I wasn’t sure who was in charge or what this was about. The table was freshly polished. The large windows looked out at a line of five evenly spaced palm trees. Yolanda went to the refrigerator, got a Pepsi and sat at the far end of the table popping the can. Nancy Root, looking strained, sat on one side of the table facing the window. McClory, needing a shave and looking as if he was hungover, sat across from his ex-wife with his back to the window. I sat at the end of the table across from Yolanda.
I took off my cap and placed it on the table, waiting for someone to tell me what we were doing here.
“Go ahead,” Nancy said, looking at her ex-husband.
“Look,” he said, not to me but to her.
“We agreed,” Nancy said.
Yolanda took a gulp of Pepsi and gave her former stepfather a look of open contempt and muttered, “Wimp.” McClory pretended not to hear.
“Kyle was my only child,” he said.
“He knows that,” said Yolanda. “And he was my only brother and Nancy’s only son.
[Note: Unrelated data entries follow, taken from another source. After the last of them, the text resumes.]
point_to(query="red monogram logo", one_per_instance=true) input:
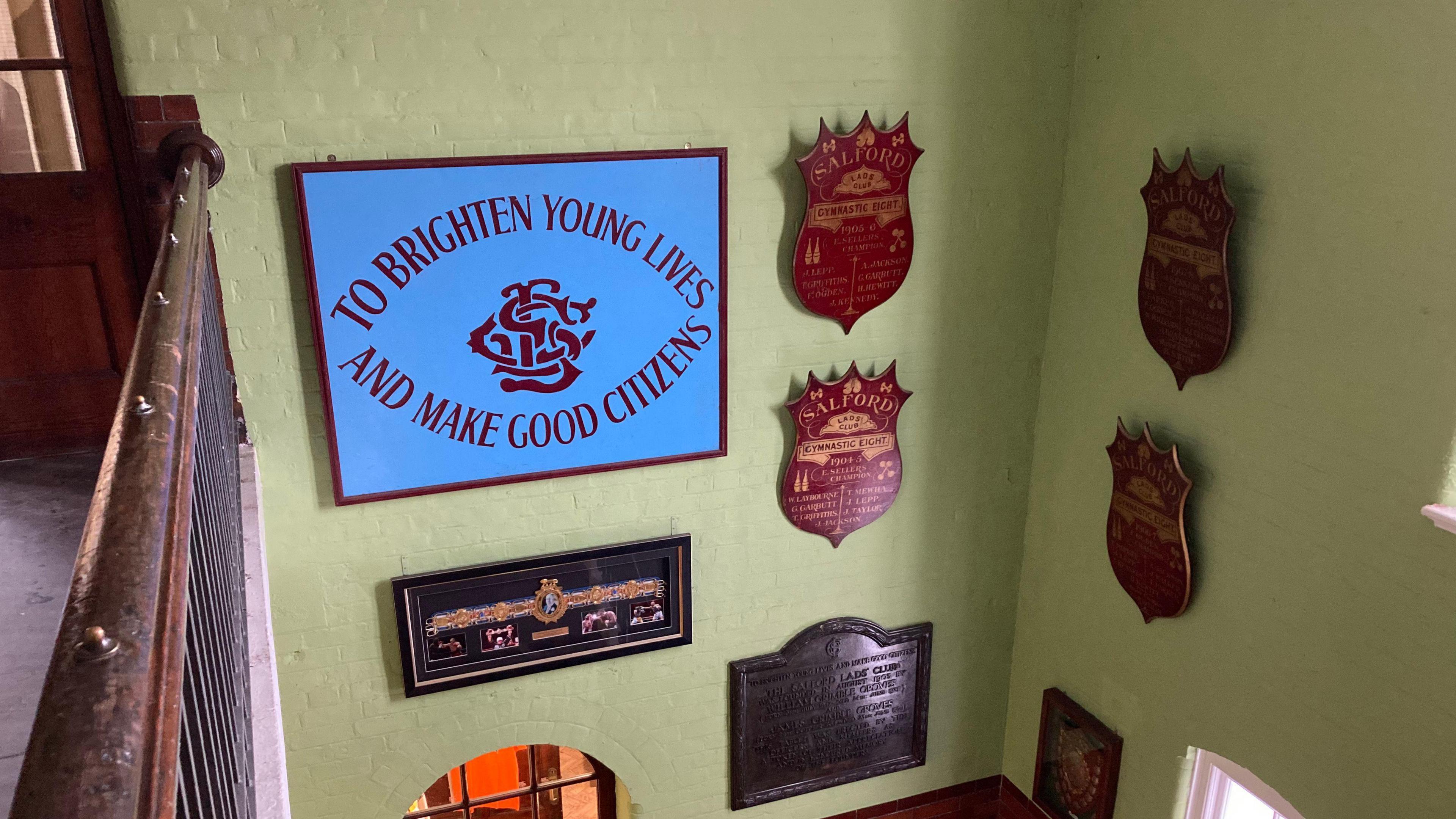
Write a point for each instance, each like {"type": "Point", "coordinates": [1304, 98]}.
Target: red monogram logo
{"type": "Point", "coordinates": [529, 337]}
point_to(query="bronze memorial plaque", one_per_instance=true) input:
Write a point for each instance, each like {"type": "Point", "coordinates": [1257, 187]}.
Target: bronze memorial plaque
{"type": "Point", "coordinates": [844, 701]}
{"type": "Point", "coordinates": [1145, 528]}
{"type": "Point", "coordinates": [1183, 295]}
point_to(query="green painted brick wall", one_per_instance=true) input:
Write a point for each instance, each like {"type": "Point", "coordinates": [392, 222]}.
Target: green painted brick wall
{"type": "Point", "coordinates": [986, 83]}
{"type": "Point", "coordinates": [1320, 649]}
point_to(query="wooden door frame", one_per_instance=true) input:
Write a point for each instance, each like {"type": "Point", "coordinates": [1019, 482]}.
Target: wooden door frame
{"type": "Point", "coordinates": [123, 148]}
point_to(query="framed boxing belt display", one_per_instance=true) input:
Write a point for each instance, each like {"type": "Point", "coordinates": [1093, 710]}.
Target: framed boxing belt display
{"type": "Point", "coordinates": [493, 621]}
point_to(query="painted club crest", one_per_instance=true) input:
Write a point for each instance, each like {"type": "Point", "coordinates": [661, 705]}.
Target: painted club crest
{"type": "Point", "coordinates": [845, 470]}
{"type": "Point", "coordinates": [855, 244]}
{"type": "Point", "coordinates": [1183, 293]}
{"type": "Point", "coordinates": [1145, 525]}
{"type": "Point", "coordinates": [537, 337]}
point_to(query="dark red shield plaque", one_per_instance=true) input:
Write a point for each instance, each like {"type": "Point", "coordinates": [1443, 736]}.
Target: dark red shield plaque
{"type": "Point", "coordinates": [1145, 527]}
{"type": "Point", "coordinates": [845, 470]}
{"type": "Point", "coordinates": [855, 244]}
{"type": "Point", "coordinates": [1183, 295]}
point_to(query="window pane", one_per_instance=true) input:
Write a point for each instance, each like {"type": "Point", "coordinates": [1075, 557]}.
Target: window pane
{"type": "Point", "coordinates": [499, 772]}
{"type": "Point", "coordinates": [515, 808]}
{"type": "Point", "coordinates": [1239, 803]}
{"type": "Point", "coordinates": [27, 30]}
{"type": "Point", "coordinates": [557, 763]}
{"type": "Point", "coordinates": [571, 802]}
{"type": "Point", "coordinates": [37, 130]}
{"type": "Point", "coordinates": [445, 792]}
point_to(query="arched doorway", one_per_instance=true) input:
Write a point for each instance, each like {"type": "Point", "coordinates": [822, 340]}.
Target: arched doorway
{"type": "Point", "coordinates": [523, 781]}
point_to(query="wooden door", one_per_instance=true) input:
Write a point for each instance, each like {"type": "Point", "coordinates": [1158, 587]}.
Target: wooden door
{"type": "Point", "coordinates": [69, 299]}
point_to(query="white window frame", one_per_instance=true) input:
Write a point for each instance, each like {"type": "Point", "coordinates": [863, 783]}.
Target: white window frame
{"type": "Point", "coordinates": [1209, 788]}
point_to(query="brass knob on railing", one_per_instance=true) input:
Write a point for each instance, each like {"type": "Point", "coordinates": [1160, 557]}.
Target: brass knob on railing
{"type": "Point", "coordinates": [95, 645]}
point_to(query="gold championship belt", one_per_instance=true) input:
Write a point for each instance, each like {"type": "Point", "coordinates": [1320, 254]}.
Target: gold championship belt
{"type": "Point", "coordinates": [548, 604]}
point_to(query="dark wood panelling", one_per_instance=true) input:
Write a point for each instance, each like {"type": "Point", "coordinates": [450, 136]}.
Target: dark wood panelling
{"type": "Point", "coordinates": [993, 798]}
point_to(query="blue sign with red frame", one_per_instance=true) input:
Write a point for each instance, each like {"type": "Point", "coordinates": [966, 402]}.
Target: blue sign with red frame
{"type": "Point", "coordinates": [496, 320]}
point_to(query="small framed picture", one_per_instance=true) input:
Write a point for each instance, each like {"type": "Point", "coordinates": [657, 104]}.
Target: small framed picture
{"type": "Point", "coordinates": [647, 613]}
{"type": "Point", "coordinates": [1078, 761]}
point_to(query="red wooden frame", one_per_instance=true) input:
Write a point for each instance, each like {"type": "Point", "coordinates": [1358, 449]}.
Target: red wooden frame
{"type": "Point", "coordinates": [321, 355]}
Jeez.”
Nancy suddenly stood up.
“You’re not going to do it, are you?” she asked, glaring at McClory.
“I’ll do it,” he said without enthusiasm.
Yolanda shook her head and pursed her lips. “Richard,” Nancy said firmly. “You and Yola wait outside.”
“Great,” said Yolanda sarcastically. “We’ve got so much to catch up on.”
“Look, Nancy …” McClory said.
She looked but said nothing.
McClory got up slowly, resigned, looked at me, brushed his hair back with his hand and came around the table. Yolanda across from me rocked and bit her lower lip, said, “Shit,” and got up. McClory and Yolanda left the room, closing the door behind them.